- Release poster
- Directed by: M. Madhan
- Written by: M. Madhan
- Produced by: A. Jayakumar
- Starring: M. Madhan; Upasana RC;
- Cinematography: PG Vetrimaran
- Edited by: Avinash
- Music by: Daya Rathanam Kingsley
- Production company: JK Movie Makers
- Distributed by: G.S.Cinimas
- Release date: 21 July 2017;
- Running time: 123 minutes
- Country: India
- Language: Tamil

= Enbathettu =

2017 Indian film by Madhan

Enbathettu is a 2017 Indian Tamil-language crime thriller film written and directed by Madhan starring himself and Upasana RC while Jayaprakash and Daniel Balaji play supporting roles. The film had a theatrical release on 21 July 2017, alongside Vikram Vedha (2017).

==Plot==
A family-oriented man is caught off-guard when his number is misused by a bunch of gangsters.
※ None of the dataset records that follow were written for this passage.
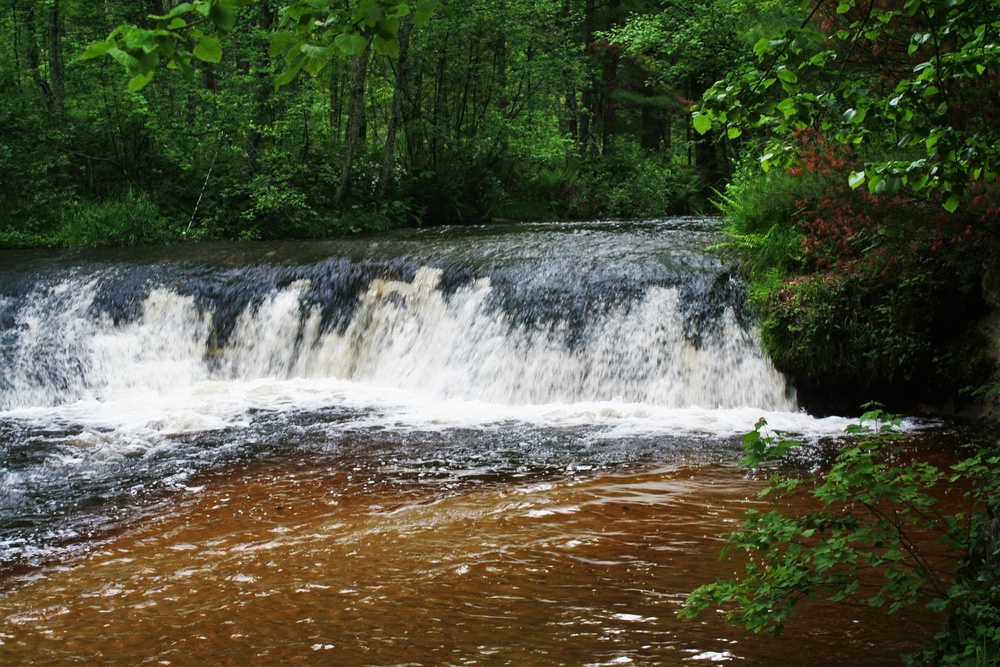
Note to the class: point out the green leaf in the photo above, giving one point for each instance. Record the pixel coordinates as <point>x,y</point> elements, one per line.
<point>351,44</point>
<point>223,16</point>
<point>289,74</point>
<point>97,50</point>
<point>280,43</point>
<point>761,47</point>
<point>139,81</point>
<point>386,47</point>
<point>209,50</point>
<point>787,75</point>
<point>702,123</point>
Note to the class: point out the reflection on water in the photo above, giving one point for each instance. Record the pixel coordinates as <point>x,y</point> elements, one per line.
<point>281,563</point>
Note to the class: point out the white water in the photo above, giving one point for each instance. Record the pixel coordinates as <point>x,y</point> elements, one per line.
<point>424,357</point>
<point>527,352</point>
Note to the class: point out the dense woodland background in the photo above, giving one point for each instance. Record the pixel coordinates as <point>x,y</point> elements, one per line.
<point>853,147</point>
<point>851,144</point>
<point>507,109</point>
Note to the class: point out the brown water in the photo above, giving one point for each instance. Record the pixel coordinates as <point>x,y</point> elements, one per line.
<point>293,563</point>
<point>502,445</point>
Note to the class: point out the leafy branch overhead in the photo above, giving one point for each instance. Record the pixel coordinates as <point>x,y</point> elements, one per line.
<point>189,31</point>
<point>912,86</point>
<point>315,32</point>
<point>318,30</point>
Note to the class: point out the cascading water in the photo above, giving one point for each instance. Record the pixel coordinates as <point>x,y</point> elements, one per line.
<point>664,339</point>
<point>491,445</point>
<point>125,373</point>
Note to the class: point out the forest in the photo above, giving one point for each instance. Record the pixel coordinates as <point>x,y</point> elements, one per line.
<point>468,112</point>
<point>851,146</point>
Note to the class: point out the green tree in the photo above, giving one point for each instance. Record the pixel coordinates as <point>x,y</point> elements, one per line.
<point>911,86</point>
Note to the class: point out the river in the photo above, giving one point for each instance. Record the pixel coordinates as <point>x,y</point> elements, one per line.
<point>497,445</point>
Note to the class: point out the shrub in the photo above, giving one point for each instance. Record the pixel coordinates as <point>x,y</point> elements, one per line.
<point>128,220</point>
<point>859,545</point>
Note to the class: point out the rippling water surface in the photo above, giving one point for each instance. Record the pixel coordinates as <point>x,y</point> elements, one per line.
<point>507,445</point>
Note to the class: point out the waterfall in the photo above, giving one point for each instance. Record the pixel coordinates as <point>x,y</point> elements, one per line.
<point>678,343</point>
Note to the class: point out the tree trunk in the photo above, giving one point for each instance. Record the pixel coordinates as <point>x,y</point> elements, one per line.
<point>355,121</point>
<point>56,65</point>
<point>397,103</point>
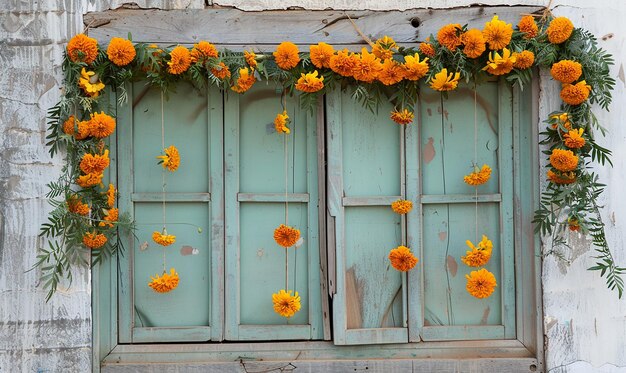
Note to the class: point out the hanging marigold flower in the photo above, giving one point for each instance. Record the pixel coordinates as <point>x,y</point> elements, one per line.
<point>402,117</point>
<point>82,48</point>
<point>321,55</point>
<point>171,159</point>
<point>286,304</point>
<point>202,51</point>
<point>90,83</point>
<point>391,73</point>
<point>566,71</point>
<point>402,258</point>
<point>287,55</point>
<point>164,283</point>
<point>444,82</point>
<point>575,94</point>
<point>473,43</point>
<point>563,160</point>
<point>448,36</point>
<point>162,238</point>
<point>245,80</point>
<point>286,236</point>
<point>101,125</point>
<point>121,51</point>
<point>559,30</point>
<point>310,82</point>
<point>497,33</point>
<point>180,60</point>
<point>94,240</point>
<point>414,69</point>
<point>528,26</point>
<point>478,255</point>
<point>481,283</point>
<point>401,206</point>
<point>478,177</point>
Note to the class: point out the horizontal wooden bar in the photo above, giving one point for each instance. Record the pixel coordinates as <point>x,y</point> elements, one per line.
<point>273,197</point>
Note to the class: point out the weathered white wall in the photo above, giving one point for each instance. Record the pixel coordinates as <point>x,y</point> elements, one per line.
<point>585,323</point>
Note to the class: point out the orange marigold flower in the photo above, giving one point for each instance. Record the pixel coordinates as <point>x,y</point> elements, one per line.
<point>478,177</point>
<point>402,258</point>
<point>101,125</point>
<point>402,117</point>
<point>171,159</point>
<point>524,60</point>
<point>448,36</point>
<point>559,30</point>
<point>164,283</point>
<point>575,94</point>
<point>528,26</point>
<point>563,160</point>
<point>497,33</point>
<point>481,283</point>
<point>180,60</point>
<point>310,82</point>
<point>478,255</point>
<point>245,80</point>
<point>401,206</point>
<point>286,304</point>
<point>473,43</point>
<point>82,48</point>
<point>286,236</point>
<point>321,55</point>
<point>121,51</point>
<point>287,55</point>
<point>94,240</point>
<point>566,71</point>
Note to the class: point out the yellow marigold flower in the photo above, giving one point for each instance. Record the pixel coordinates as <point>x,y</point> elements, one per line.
<point>448,36</point>
<point>343,63</point>
<point>478,255</point>
<point>310,82</point>
<point>402,258</point>
<point>524,60</point>
<point>94,240</point>
<point>497,33</point>
<point>321,55</point>
<point>566,71</point>
<point>574,140</point>
<point>286,236</point>
<point>391,73</point>
<point>82,48</point>
<point>414,69</point>
<point>401,206</point>
<point>478,177</point>
<point>481,283</point>
<point>171,159</point>
<point>444,82</point>
<point>528,26</point>
<point>180,60</point>
<point>245,80</point>
<point>121,51</point>
<point>101,125</point>
<point>500,65</point>
<point>202,51</point>
<point>402,117</point>
<point>559,30</point>
<point>287,55</point>
<point>90,83</point>
<point>286,304</point>
<point>164,283</point>
<point>563,160</point>
<point>473,43</point>
<point>575,94</point>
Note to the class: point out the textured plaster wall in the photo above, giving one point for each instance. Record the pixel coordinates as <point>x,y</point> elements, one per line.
<point>585,324</point>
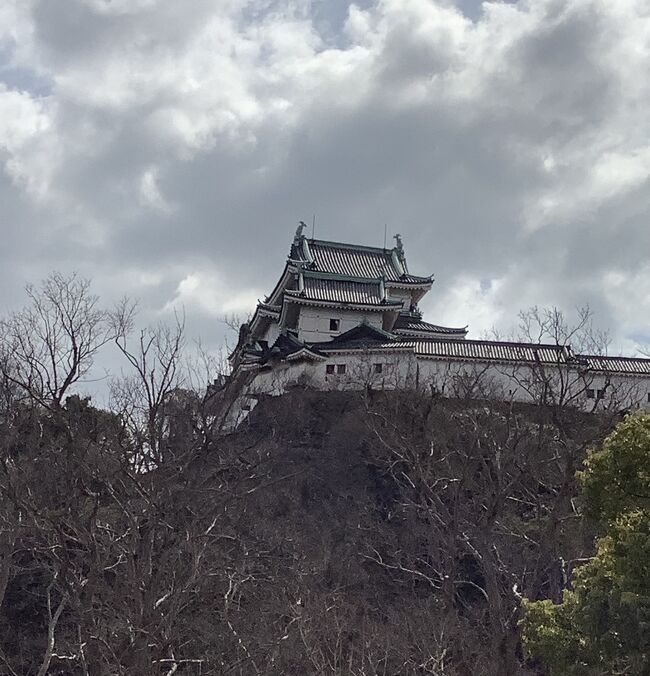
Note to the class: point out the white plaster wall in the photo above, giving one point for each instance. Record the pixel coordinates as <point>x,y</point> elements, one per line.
<point>272,332</point>
<point>564,385</point>
<point>402,370</point>
<point>314,323</point>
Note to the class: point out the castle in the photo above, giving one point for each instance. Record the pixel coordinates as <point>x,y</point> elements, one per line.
<point>344,316</point>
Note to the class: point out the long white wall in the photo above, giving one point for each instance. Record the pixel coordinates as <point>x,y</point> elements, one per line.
<point>474,380</point>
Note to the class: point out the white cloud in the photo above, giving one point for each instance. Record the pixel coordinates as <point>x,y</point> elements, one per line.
<point>185,139</point>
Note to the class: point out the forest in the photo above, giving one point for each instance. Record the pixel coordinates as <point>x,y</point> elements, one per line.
<point>365,533</point>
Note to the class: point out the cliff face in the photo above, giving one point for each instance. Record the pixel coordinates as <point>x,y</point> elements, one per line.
<point>333,533</point>
<point>395,533</point>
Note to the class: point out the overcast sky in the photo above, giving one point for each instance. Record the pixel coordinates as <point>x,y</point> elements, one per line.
<point>167,149</point>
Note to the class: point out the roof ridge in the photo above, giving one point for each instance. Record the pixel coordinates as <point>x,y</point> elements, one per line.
<point>346,245</point>
<point>505,343</point>
<point>338,277</point>
<point>609,356</point>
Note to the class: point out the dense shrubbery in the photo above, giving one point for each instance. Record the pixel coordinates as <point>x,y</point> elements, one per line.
<point>334,533</point>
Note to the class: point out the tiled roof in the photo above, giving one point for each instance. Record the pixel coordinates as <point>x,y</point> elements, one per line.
<point>333,290</point>
<point>516,353</point>
<point>406,323</point>
<point>485,350</point>
<point>414,279</point>
<point>492,351</point>
<point>355,261</point>
<point>631,365</point>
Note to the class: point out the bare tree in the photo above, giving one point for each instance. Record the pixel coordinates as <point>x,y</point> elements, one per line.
<point>50,345</point>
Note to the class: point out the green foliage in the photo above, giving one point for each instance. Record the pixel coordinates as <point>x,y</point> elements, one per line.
<point>616,478</point>
<point>602,625</point>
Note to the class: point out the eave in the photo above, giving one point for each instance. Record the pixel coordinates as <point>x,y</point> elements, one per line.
<point>383,307</point>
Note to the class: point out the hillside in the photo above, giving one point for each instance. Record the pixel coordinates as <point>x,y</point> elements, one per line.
<point>334,533</point>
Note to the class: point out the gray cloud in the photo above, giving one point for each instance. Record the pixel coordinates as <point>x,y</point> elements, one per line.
<point>175,146</point>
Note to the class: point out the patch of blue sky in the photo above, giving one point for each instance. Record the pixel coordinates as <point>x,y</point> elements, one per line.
<point>21,78</point>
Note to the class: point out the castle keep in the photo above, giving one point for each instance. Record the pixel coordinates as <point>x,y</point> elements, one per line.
<point>344,316</point>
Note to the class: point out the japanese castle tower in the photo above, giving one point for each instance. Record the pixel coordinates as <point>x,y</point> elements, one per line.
<point>344,316</point>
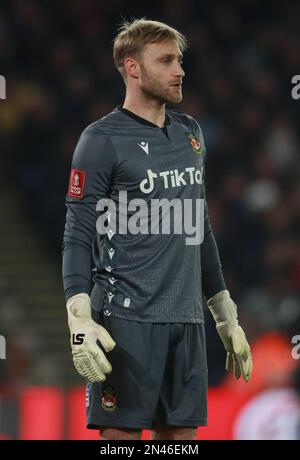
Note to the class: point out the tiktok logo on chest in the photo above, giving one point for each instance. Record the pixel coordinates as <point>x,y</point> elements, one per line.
<point>172,178</point>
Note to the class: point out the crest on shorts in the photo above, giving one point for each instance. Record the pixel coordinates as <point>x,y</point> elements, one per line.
<point>109,400</point>
<point>195,143</point>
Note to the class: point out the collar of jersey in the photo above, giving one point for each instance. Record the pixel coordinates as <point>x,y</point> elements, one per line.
<point>143,120</point>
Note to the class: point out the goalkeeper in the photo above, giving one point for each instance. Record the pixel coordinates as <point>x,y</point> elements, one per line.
<point>138,335</point>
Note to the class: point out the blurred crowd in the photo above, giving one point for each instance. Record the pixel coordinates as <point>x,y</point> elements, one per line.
<point>57,59</point>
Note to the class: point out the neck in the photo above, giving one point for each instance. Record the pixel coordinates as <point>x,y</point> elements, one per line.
<point>150,110</point>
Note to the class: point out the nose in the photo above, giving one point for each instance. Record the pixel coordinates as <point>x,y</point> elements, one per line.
<point>179,72</point>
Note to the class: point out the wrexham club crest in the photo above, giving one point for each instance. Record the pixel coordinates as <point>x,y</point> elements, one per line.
<point>109,400</point>
<point>195,143</point>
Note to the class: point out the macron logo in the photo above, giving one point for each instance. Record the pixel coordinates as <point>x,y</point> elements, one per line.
<point>144,146</point>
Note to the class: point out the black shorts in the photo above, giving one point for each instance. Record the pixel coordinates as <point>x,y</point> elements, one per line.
<point>159,376</point>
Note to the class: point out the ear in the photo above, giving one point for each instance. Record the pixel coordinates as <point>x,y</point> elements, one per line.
<point>132,67</point>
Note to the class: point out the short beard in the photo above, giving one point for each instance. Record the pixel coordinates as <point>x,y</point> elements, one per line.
<point>153,90</point>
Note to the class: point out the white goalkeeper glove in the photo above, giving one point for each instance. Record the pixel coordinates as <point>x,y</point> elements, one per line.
<point>224,311</point>
<point>89,359</point>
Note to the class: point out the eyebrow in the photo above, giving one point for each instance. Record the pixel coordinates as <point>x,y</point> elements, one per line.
<point>171,55</point>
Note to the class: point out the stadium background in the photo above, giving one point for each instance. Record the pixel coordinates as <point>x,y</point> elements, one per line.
<point>57,61</point>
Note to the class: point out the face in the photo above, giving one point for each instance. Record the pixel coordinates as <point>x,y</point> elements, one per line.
<point>161,73</point>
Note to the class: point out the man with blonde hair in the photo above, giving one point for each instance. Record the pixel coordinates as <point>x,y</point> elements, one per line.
<point>145,308</point>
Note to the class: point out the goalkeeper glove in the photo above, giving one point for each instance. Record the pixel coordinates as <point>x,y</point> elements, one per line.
<point>224,311</point>
<point>89,360</point>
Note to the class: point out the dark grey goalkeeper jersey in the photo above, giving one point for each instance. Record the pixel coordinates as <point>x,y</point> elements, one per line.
<point>152,277</point>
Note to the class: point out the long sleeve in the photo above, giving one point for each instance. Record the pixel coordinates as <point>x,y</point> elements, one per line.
<point>90,180</point>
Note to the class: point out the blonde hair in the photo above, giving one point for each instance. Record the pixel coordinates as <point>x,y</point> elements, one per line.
<point>133,36</point>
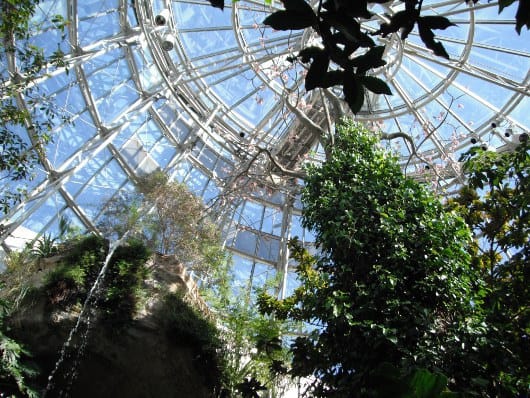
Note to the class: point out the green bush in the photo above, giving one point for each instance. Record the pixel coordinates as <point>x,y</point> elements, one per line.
<point>185,326</point>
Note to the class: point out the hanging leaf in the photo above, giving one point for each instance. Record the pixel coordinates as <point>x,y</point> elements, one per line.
<point>428,385</point>
<point>504,3</point>
<point>218,4</point>
<point>402,19</point>
<point>522,17</point>
<point>316,71</point>
<point>353,92</point>
<point>435,22</point>
<point>298,5</point>
<point>427,36</point>
<point>332,78</point>
<point>372,59</point>
<point>375,85</point>
<point>290,20</point>
<point>309,53</point>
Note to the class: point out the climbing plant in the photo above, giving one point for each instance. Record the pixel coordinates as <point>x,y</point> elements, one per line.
<point>24,107</point>
<point>495,202</point>
<point>393,283</point>
<point>346,55</point>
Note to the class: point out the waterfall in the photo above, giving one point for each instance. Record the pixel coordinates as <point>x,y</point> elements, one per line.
<point>84,316</point>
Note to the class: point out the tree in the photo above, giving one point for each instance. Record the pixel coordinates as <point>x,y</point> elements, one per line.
<point>39,114</point>
<point>393,285</point>
<point>169,219</point>
<point>347,53</point>
<point>495,203</point>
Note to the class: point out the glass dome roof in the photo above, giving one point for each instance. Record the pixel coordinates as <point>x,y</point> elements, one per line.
<point>209,97</point>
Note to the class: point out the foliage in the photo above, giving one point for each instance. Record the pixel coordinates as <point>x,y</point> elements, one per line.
<point>71,280</point>
<point>393,282</point>
<point>256,357</point>
<point>45,247</point>
<point>348,55</point>
<point>495,203</point>
<point>19,157</point>
<point>123,281</point>
<point>13,371</point>
<point>187,327</point>
<point>171,220</point>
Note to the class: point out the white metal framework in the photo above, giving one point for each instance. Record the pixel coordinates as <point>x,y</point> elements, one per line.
<point>210,98</point>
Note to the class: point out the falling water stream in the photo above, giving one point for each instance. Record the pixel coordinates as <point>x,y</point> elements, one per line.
<point>84,317</point>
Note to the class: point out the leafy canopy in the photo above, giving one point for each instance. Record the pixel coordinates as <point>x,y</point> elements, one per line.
<point>348,56</point>
<point>495,203</point>
<point>393,282</point>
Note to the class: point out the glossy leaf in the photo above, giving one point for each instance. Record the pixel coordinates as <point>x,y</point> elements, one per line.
<point>217,4</point>
<point>375,85</point>
<point>372,59</point>
<point>427,36</point>
<point>317,71</point>
<point>435,22</point>
<point>353,92</point>
<point>290,20</point>
<point>522,17</point>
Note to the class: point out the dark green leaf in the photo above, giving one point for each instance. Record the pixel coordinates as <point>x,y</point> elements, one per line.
<point>435,22</point>
<point>353,92</point>
<point>218,4</point>
<point>350,29</point>
<point>298,5</point>
<point>289,20</point>
<point>316,71</point>
<point>372,59</point>
<point>504,3</point>
<point>522,17</point>
<point>401,19</point>
<point>427,384</point>
<point>427,37</point>
<point>375,85</point>
<point>309,53</point>
<point>332,78</point>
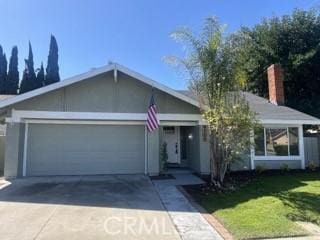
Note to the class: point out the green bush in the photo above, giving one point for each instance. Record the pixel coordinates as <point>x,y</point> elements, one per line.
<point>284,167</point>
<point>261,168</point>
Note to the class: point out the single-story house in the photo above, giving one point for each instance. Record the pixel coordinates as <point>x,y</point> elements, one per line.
<point>95,123</point>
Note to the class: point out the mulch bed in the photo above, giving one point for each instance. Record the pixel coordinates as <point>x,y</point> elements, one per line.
<point>235,180</point>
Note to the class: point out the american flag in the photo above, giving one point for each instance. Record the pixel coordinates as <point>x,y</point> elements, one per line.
<point>152,120</point>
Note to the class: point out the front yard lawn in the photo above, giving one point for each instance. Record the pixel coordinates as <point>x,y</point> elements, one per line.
<point>268,206</point>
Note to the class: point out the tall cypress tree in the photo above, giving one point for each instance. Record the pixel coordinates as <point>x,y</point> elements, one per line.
<point>52,70</point>
<point>40,76</point>
<point>29,79</point>
<point>3,71</point>
<point>12,83</point>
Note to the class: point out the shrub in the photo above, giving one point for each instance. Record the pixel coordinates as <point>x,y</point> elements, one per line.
<point>312,166</point>
<point>284,167</point>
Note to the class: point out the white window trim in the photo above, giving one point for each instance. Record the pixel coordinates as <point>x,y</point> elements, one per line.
<point>299,157</point>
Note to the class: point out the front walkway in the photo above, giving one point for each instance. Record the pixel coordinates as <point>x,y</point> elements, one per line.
<point>190,223</point>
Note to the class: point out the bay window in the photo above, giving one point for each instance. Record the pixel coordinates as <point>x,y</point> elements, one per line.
<point>276,141</point>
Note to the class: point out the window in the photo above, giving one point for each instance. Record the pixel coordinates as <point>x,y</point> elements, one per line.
<point>277,141</point>
<point>169,130</point>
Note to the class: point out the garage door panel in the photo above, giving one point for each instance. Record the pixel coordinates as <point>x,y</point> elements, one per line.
<point>84,149</point>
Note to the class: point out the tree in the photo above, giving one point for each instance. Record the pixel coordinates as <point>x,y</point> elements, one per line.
<point>29,79</point>
<point>52,70</point>
<point>3,71</point>
<point>40,75</point>
<point>13,73</point>
<point>210,65</point>
<point>292,41</point>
He then tries to find a way out this trouble, highlighting how people, especially the youth, should use technology wisely and be wary of being too exposed to it mainly the negative impact of technology in our lives.

== Production ==
This film marks the directorial debut of Rajasekhar's nephew Madhan who previously starred in the Telugu film Parvathipuram (2016). The film was shot in Chennai, Kumbakonam and Kerala. Former Miss India Asia Upasana RC made her Tamil debut with this film.

== Soundtrack ==

Dayarathnam composed the songs and Kingsley background score for the film. Madhan Karky bought the audio rights of Enbathettu under his banner, Doopaadoo.

Track listing
| No. | Title | Lyrics | Singer(s) | Length |
|---|---|---|---|---|
| 1. | "Meendum Meendum" | Arivumathy | Madhu Balakrishnan | 5:11 |
| 2. | "Kaalakkaalin" | Madhan Karky | Naresh Iyer & Saindhavi | 4:07 |
| 3. | "Asaiyaadha Kaatru" | Madhan Karky | Haricharan | 3:03 |
| 4. | "Gana Padikkum" | Daya | Gana Vinoth | 4:49 |
| Total length: |  |  |  | 17:01 |

== Reception ==
A critic from iFlicks called the film below average. A critic from Maalai Malar called the film a hit on the wall.